Talha Badar, Hematology/Oncology Specialist at Mayo Clinic shared a post on X:
“1) Adverse risk AML: Outcomes, Transplant and Perspectives
• Inv(3)/EVI1
•TP53-mutated
• Monosomal karyotype (MK)
• Complex karyotype (CK)
• Monosomy –7
Without transplant – median OS ~4–12 months
Ref: Döhner et al. ELN 2022 recommendations; Breems et al. Monosomal Karyotype; Grimwade et al. Cytogenetics AML; Lugthart et al. inv(3) AML; Fang et al. Complex Karyotype AML
2) inv(3)/EVI1 AML
GATA2 enhancer hijack – MECOM overexpression
Clinical clue: Thrombocytosis in AML –rule out inv(3)
Outcomes:
• CR ~30–40%
• Median OS ~5–8 mo
• High post-SCT relapse (~65–70%)
Early transplant critical
Ref: Lugthart et al. inv(3) AML; Döhner et al. ELN 2022 recommendations
3) TP53-mutated AML: COMMAND data
Real-world outcomes:
• Median OS ~7–8.5 mo (regardless of induction)
• CR/CRi ~34%
• Only ~18% reach transplant
Key point:
Allo-SCT = ONLY factor improving survival
TP53 AML — therapeutic reality
APR-246 + aza – Phase III negative
Magrolimab – ENHANCE trials negative
HMA+VEN – responses (~30–40%) but no OS benefit
Take-home:
Induction ≠ survival driver
Transplant is the only lever
Ref: Zeremski et al. APR-246 Phase III; Gilead Sciences Magrolimab ENHANCE; Badar et al. VEN+HMA TP53 AML
COMMAND Consortium:
[B1] Badar et al. TP53 AML frontline (AJH 2022)
[B2] Badar et al. TP53 allo-SCT outcomes (Leukemia 2023)
[B3] Badar et al. TP53 R/R AML (ASH2023)
[B4] Badar et al. VEN+HMA TP53 AML (BCJ 2024, 2025)
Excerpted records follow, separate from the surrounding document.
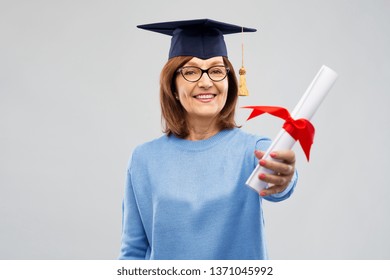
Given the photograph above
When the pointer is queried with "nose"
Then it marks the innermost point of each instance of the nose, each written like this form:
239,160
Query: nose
205,81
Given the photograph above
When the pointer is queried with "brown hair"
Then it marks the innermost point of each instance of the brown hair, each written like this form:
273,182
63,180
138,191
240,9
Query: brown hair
173,113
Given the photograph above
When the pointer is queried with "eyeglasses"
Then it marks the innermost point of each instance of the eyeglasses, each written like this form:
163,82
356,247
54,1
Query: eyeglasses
194,74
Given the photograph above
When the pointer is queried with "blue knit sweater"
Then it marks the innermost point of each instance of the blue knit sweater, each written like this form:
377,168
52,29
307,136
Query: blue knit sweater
188,199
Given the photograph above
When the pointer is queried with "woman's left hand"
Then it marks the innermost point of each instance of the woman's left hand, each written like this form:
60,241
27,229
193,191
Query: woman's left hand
284,168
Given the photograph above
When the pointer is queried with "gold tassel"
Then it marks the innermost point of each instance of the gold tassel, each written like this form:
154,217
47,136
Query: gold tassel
242,89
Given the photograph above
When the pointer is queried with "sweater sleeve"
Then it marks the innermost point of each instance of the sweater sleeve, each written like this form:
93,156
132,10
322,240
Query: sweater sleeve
263,144
134,240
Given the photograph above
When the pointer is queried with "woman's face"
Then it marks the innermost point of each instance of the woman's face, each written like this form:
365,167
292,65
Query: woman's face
205,98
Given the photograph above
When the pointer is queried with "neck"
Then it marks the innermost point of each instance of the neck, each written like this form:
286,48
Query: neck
201,130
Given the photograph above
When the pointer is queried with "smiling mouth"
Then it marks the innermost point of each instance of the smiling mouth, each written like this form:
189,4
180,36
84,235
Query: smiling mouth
205,96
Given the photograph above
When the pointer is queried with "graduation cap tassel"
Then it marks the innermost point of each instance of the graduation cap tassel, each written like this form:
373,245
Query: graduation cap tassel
242,89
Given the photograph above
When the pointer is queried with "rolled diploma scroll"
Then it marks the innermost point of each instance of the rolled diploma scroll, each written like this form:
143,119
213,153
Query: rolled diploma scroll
305,109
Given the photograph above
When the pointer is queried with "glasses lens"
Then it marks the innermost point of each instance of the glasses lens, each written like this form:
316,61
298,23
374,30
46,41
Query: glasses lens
191,74
217,73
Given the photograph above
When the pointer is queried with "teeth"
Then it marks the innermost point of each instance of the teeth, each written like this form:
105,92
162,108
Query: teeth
204,96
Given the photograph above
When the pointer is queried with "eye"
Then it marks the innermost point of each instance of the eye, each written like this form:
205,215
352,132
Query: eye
190,71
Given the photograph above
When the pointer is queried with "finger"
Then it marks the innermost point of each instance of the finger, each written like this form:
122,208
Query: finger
259,154
275,179
288,156
272,190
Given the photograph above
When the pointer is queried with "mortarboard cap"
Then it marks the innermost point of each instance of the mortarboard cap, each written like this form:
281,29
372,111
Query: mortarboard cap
202,38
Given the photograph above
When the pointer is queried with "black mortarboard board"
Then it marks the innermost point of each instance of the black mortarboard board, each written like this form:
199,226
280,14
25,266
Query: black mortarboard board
202,38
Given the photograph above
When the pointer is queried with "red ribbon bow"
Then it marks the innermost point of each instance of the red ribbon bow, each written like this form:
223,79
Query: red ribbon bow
301,130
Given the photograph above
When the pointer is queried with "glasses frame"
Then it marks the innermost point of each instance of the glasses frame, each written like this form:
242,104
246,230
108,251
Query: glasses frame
203,71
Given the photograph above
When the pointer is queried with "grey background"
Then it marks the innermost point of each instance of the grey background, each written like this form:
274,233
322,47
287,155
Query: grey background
79,90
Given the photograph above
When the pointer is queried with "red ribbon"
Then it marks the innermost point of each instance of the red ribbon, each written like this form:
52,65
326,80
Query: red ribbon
301,130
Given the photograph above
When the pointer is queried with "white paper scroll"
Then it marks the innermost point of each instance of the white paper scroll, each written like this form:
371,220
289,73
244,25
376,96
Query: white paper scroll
305,108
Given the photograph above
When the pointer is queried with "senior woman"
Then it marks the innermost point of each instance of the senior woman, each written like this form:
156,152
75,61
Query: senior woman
185,194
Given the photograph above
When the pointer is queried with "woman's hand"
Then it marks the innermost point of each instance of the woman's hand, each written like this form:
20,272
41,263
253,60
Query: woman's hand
284,168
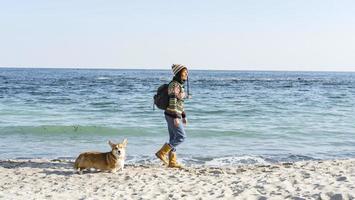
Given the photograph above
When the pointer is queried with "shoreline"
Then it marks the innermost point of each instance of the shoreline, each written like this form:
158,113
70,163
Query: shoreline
56,179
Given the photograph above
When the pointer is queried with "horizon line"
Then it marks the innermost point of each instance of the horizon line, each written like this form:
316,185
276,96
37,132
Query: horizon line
118,68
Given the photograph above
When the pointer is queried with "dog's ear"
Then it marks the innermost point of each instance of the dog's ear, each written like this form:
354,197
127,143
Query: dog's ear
111,144
125,141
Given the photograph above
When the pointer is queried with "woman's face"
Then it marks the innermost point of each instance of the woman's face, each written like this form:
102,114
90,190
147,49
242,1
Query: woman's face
184,74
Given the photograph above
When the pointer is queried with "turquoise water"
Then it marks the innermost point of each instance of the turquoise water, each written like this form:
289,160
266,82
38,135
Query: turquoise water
235,117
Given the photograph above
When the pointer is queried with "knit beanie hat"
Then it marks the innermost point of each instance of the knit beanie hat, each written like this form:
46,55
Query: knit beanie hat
177,68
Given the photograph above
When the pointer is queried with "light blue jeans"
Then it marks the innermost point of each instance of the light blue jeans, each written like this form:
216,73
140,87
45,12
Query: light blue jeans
177,135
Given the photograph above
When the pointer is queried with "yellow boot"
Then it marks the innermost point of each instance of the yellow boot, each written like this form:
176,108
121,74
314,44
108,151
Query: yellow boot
172,160
163,152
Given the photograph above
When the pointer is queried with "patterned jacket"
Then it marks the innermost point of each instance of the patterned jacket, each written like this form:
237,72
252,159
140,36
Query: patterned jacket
176,100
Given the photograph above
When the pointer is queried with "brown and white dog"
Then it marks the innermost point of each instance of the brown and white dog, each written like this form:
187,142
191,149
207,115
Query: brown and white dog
109,161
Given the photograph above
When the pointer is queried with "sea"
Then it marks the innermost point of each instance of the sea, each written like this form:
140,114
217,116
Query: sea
234,117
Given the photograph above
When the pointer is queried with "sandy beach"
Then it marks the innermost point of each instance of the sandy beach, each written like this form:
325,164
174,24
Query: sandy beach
55,179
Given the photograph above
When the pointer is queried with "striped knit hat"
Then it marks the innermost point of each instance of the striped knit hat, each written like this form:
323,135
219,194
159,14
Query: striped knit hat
177,68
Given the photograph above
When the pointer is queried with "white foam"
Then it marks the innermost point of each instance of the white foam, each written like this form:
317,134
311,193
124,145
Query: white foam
236,160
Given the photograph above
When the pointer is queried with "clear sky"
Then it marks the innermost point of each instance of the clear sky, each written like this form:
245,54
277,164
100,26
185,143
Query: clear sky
202,34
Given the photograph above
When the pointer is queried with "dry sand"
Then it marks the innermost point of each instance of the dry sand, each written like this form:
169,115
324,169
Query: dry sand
44,179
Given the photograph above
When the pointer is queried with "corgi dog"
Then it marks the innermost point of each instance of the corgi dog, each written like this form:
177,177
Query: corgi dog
110,161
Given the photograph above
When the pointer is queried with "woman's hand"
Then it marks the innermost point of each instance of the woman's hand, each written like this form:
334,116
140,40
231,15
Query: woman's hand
176,122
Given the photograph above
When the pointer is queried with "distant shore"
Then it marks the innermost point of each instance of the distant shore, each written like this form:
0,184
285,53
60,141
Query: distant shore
56,179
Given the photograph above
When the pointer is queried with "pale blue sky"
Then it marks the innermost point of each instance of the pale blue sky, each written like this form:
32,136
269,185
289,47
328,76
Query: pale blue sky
242,35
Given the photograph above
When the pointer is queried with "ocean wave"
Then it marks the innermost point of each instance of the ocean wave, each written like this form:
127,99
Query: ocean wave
54,130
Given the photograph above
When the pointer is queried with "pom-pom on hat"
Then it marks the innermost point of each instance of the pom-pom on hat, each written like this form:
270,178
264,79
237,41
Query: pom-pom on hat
177,68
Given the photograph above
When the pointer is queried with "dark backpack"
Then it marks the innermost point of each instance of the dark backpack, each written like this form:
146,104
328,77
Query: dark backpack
161,99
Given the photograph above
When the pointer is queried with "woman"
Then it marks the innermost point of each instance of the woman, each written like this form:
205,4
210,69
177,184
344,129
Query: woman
175,116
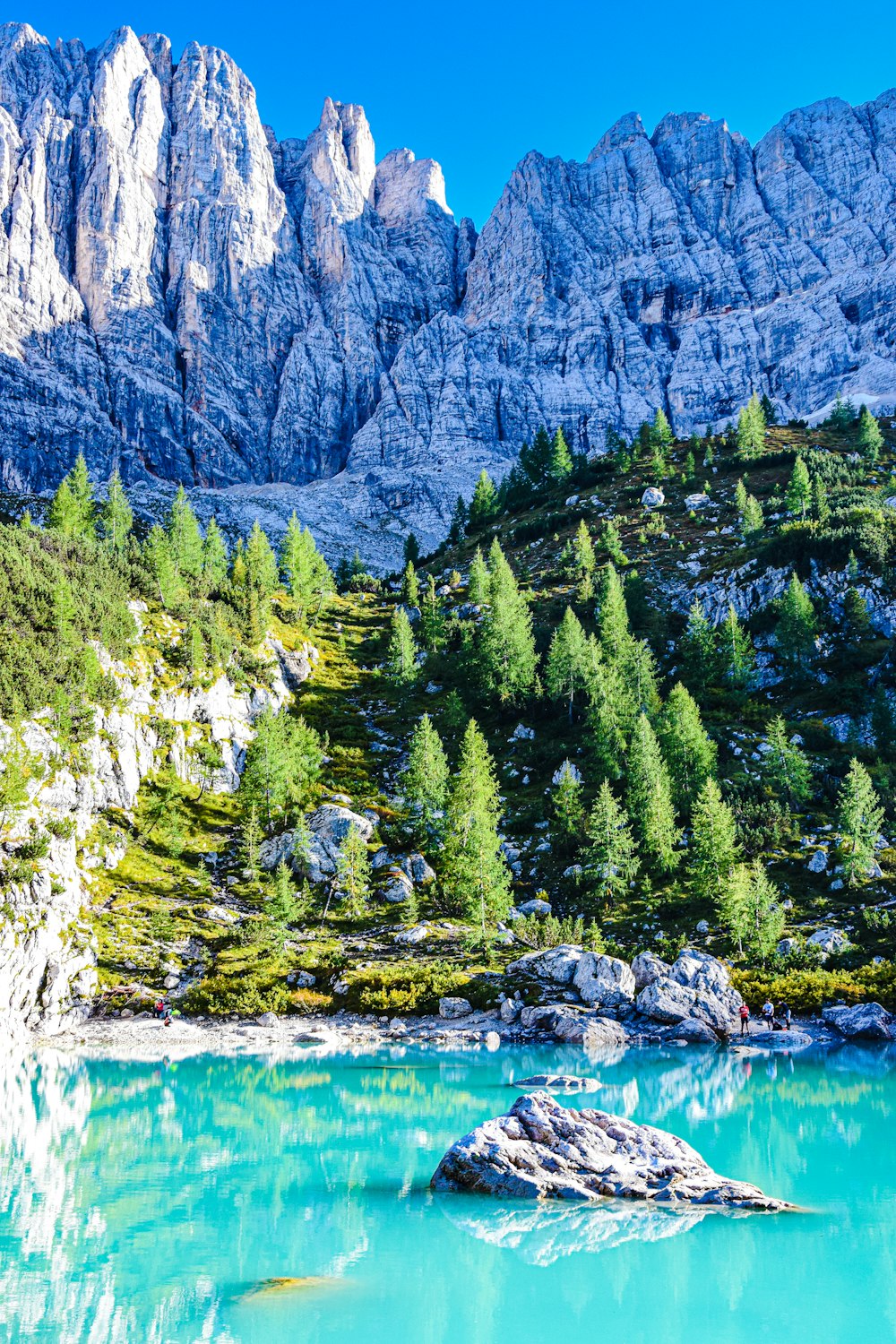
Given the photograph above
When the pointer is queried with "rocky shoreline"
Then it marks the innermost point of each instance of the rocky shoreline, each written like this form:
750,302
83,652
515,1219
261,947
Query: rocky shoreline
147,1038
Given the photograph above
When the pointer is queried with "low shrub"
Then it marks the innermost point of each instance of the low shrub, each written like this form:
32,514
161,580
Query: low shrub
810,991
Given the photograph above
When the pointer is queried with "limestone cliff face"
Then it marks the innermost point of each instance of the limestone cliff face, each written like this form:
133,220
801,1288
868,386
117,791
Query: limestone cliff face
47,960
295,324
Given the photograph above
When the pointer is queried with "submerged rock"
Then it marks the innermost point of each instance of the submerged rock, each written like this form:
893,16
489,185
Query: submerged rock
540,1150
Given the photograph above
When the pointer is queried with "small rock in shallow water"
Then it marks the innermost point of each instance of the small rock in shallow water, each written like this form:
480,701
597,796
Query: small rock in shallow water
540,1150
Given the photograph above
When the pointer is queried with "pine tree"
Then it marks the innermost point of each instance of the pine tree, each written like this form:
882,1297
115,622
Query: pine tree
354,873
613,616
306,570
686,749
458,521
282,761
484,505
611,854
560,460
410,586
567,668
699,650
214,562
478,583
820,505
282,905
506,645
426,776
799,489
649,797
751,911
402,650
116,515
751,521
751,429
568,811
252,841
869,435
737,652
474,873
785,766
842,414
161,566
432,617
858,817
713,849
185,538
856,618
797,626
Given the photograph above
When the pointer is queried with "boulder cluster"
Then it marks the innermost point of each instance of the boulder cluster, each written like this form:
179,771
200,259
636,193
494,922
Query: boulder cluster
541,1150
603,997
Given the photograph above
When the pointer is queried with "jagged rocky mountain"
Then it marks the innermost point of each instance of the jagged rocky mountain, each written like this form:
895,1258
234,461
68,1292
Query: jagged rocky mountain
295,324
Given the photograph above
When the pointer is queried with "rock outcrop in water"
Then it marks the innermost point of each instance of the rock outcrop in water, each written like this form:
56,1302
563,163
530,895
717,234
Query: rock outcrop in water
191,300
540,1150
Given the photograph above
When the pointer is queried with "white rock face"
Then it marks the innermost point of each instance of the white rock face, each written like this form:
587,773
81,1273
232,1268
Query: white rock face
295,324
47,959
540,1150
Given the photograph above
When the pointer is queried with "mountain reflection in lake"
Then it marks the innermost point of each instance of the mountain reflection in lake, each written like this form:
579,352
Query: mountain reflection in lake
253,1199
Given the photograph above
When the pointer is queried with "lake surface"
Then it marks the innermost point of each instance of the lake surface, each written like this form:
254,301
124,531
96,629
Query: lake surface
147,1203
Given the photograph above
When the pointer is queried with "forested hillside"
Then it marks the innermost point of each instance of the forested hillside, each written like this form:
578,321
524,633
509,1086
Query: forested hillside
635,702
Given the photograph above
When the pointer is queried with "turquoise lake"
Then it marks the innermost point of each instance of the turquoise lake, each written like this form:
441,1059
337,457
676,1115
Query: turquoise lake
147,1203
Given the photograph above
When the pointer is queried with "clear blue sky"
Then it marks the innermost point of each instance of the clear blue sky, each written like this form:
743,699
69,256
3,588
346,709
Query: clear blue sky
478,85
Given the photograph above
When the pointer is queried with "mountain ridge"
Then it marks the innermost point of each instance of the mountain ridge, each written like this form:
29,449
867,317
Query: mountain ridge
191,300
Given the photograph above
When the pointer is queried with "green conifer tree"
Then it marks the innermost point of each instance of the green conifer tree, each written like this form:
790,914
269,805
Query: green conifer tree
116,515
858,817
649,797
686,749
568,661
713,849
799,489
785,766
474,874
560,460
797,628
506,644
484,505
871,440
611,857
426,776
402,650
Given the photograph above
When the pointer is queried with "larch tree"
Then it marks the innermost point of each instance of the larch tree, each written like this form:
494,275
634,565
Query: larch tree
611,860
402,650
649,797
713,846
506,645
858,817
474,874
799,489
426,776
116,515
797,628
686,747
565,672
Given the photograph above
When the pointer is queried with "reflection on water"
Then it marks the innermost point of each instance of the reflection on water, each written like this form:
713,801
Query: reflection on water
242,1201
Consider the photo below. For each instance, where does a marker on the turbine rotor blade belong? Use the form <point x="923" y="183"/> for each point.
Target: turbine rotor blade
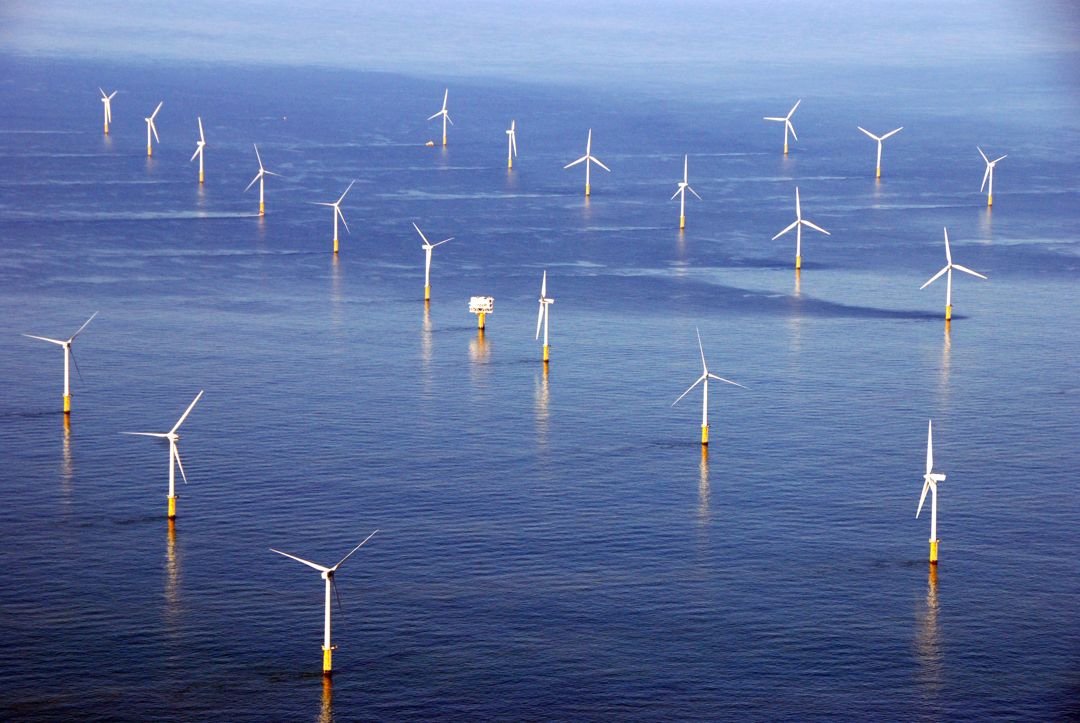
<point x="186" y="413"/>
<point x="353" y="550"/>
<point x="83" y="326"/>
<point x="922" y="497"/>
<point x="956" y="266"/>
<point x="720" y="378"/>
<point x="794" y="224"/>
<point x="700" y="379"/>
<point x="307" y="562"/>
<point x="930" y="446"/>
<point x="933" y="278"/>
<point x="45" y="338"/>
<point x="347" y="191"/>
4) Monosomal Karyotype (MK)
Definition: ≥2 monosomies OR 1 monosomy + structural abnormality
Outcomes:
• Median OS ~4–7 mo
• 4-year OS ~4% (!)
Strongest cytogenetic predictor of death
Urgent transplant
Ref: Breems et al. Monosomal Karyotype
5) Complex Karyotype (CK)
Not all CK is equal:
• CK without MK – OS ~10–14 mo
• CK + MK – OS ~4–7 mo
TP53 co-mutation in ~70–80%
Always pair cytogenetics + molecular testing
Ref: Fang et al. Complex Karyotype AML; Breems et al. Monosomal Karyotype; Döhner et al. ELN 2022 recommendations
6) Monosomy – 7
Hallmark of therapy-related AML
Outcomes:
• Isolated: OS ~6–10 mo
• With CK/MK – behaves like MK (~4–6 mo)
Seen in germline predisposition, pediatric AML
Transplant in CR1
Ref: Grimwade et al. Cytogenetics AML; Breems et al. Monosomal Karyotype
7) Allo-SCT across subgroups
Consistent finding:
Transplant prolongs survival in all five groups
But:
• Relapse rates ~50–80%
• Outcomes still poor
Still the only curative strategy
What improves transplant outcomes?
- MRD negativity (strongest factor)
- CR1 transplant
- Day 100 CR + cGVHD
MAC vs RIC – no clear winner
MUD ≈ MSD
Don’t delay transplant.
Ref: Badar et al. TP53 allo-SCT outcomes; Breems et al. Monosomal Karyotype; Lugthart et al. inv(3) AML; Fang et al. Complex Karyotype AML
8) Adverse risk AML/ alloHCT
Across all of these high-risk AML subgroups, prognosis remains dismal. Despite multiple therapeutic advances, allogeneic stem cell transplant remains the only intervention that consistently improves survival.
Bottom line
Transplant vs no transplant = months vs years
But:
• High relapse
• Novel agents not yet changing survival
Strategy:
• Early SCT referral
• MRD monitoring
• Trial enrollment
• Honest goals-of-care”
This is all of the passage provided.